Once you’ve added in the fact that operations 8 and 10 are the same “primary key = constant” predicates, you can also pick up on the fact that the cardinality calculation for the table access to table t1 can’t possibly produce more than one row – but it’s reporting a cardinality estimate of 100K rows (which happens to be the number of rows in the table.)

As a final point, you can see that there are no “Notes” about Dynamic Statistics or SQL Directives – this particular issue is not caused by anything to do with 12c sampling. In fact, having created the model, I ran it on 11.2.0.4 and got the same strange bitmap conversion and cardinality estimate.
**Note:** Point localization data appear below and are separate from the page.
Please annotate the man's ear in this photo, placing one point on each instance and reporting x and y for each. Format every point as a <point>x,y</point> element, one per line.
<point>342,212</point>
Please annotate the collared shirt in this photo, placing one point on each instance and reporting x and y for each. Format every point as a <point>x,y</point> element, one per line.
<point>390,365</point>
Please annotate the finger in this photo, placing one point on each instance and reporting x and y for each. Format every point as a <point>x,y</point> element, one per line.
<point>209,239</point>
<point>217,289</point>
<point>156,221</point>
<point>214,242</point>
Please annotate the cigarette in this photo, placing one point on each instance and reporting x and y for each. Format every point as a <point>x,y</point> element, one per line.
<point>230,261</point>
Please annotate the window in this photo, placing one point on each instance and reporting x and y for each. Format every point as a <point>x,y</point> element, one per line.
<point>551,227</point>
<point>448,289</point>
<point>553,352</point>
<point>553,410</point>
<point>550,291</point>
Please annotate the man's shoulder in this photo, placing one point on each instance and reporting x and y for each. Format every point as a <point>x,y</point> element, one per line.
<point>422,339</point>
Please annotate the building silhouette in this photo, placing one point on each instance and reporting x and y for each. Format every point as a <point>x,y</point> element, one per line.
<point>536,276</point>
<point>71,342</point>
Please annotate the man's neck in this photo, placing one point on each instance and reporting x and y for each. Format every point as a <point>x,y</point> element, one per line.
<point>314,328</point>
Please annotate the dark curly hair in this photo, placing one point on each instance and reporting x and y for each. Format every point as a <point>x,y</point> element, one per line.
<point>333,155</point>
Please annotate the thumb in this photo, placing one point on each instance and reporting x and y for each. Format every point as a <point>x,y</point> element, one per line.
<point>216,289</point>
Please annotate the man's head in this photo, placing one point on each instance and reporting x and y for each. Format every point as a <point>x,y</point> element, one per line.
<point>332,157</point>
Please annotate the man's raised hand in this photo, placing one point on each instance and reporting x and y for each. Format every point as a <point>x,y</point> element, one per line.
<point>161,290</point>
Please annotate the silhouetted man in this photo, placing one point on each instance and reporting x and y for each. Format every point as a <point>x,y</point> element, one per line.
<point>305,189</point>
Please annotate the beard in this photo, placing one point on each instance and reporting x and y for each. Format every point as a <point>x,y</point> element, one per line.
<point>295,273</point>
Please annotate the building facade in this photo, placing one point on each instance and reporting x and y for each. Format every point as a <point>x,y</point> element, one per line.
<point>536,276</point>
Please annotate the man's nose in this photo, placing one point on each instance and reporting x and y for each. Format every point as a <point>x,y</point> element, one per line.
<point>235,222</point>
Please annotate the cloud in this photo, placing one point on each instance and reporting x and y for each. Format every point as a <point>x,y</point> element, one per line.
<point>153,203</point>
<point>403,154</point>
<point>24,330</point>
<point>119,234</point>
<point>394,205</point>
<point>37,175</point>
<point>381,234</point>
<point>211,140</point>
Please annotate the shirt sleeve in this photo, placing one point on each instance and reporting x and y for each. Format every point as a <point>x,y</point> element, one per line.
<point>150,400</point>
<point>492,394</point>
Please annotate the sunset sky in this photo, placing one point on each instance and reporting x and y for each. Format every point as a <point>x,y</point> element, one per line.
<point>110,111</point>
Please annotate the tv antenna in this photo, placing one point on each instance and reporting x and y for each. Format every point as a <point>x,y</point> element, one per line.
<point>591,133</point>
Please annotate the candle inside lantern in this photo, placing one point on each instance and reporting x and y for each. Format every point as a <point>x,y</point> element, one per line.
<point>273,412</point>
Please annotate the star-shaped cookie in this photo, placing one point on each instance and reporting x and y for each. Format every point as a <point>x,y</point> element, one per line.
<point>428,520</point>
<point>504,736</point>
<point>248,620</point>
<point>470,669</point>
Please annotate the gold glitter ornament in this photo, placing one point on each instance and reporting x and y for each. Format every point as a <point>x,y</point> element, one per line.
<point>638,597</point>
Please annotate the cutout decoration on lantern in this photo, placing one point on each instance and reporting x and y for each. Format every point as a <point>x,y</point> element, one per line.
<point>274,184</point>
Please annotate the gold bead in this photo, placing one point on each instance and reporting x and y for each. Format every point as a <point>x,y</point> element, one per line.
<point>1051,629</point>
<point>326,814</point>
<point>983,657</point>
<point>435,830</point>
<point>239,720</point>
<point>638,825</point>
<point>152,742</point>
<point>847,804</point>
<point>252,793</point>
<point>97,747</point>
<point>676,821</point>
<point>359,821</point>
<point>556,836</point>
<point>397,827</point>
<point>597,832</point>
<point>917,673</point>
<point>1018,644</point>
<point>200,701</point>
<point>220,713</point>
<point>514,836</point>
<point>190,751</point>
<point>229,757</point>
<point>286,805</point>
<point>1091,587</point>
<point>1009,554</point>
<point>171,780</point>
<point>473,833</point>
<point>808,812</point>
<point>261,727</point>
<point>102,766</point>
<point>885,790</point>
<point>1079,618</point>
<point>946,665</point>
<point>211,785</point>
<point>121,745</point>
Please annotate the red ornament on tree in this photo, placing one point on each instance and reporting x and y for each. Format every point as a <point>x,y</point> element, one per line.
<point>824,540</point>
In the case of the client, the first pass the optimizer took went through exactly the same sort of process and produced a plan which was (probably) appropriate for a query where the driving table was going to produce (in their case) an estimated 4 million rows – but not appropriate for the actual 1 row that should have been identified.

In my example, if I allowed concatenation (i.e. removed the no_expand hint) I got the following plan:


------------------------------------------------------------------------------------------------
| Id  | Operation                              | Name  | Rows  | Bytes | Cost (%CPU)| Time     |
------------------------------------------------------------------------------------------------
|   0 | SELECT STATEMENT                       |       |       |       |     8 (100)|          |
|   1 |  SORT AGGREGATE                        |       |     1 |    19 |            |          |
|   2 |   CONCATENATION                        |       |       |       |            |          |
|   3 |    NESTED LOOPS                        |       |     1 |    19 |     4   (0)| 00:00:01 |
|   4 |     TABLE ACCESS BY INDEX ROWID        | T1    |     1 |    10 |     2   (0)| 00:00:01 |
|*  5 |      INDEX UNIQUE SCAN                 | T1_PK |     1 |       |     1   (0)| 00:00:01 |
|*  6 |     TABLE ACCESS BY INDEX ROWID BATCHED| T2    |     1 |     9 |     2   (0)| 00:00:01 |
|*  7 |      INDEX RANGE SCAN                  | T2_I1 |     1 |       |     1   (0)| 00:00:01 |
|   8 |    NESTED LOOPS                        |       |     1 |    19 |     4   (0)| 00:00:01 |
|   9 |     TABLE ACCESS BY INDEX ROWID        | T1    |     1 |    10 |     2   (0)| 00:00:01 |
|* 10 |      INDEX UNIQUE SCAN                 | T1_PK |     1 |       |     1   (0)| 00:00:01 |
|* 11 |     TABLE ACCESS BY INDEX ROWID BATCHED| T2    |     1 |     9 |     2   (0)| 00:00:01 |
|* 12 |      INDEX RANGE SCAN                  | T2_I1 |     1 |       |     1   (0)| 00:00:01 |
------------------------------------------------------------------------------------------------

Predicate Information (identified by operation id):
---------------------------------------------------
   5 - access("T1"."ID"=5000)
   6 - filter(TO_NUMBER("T2"."V1")=99)
   7 - access("T2"."SHIPMENT_ORDER_ID"="T1"."ORDER_ID")
  10 - access("T1"."ID"=5000)
  11 - filter((TO_NUMBER("T2"."V1")=98 AND (LNNVL(TO_NUMBER("T2"."V1")=99) OR
              LNNVL("T1"."ID"=5000))))
  12 - access("T2"."SHIPMENT_ORDER_ID"="T1"."ORDER_ID")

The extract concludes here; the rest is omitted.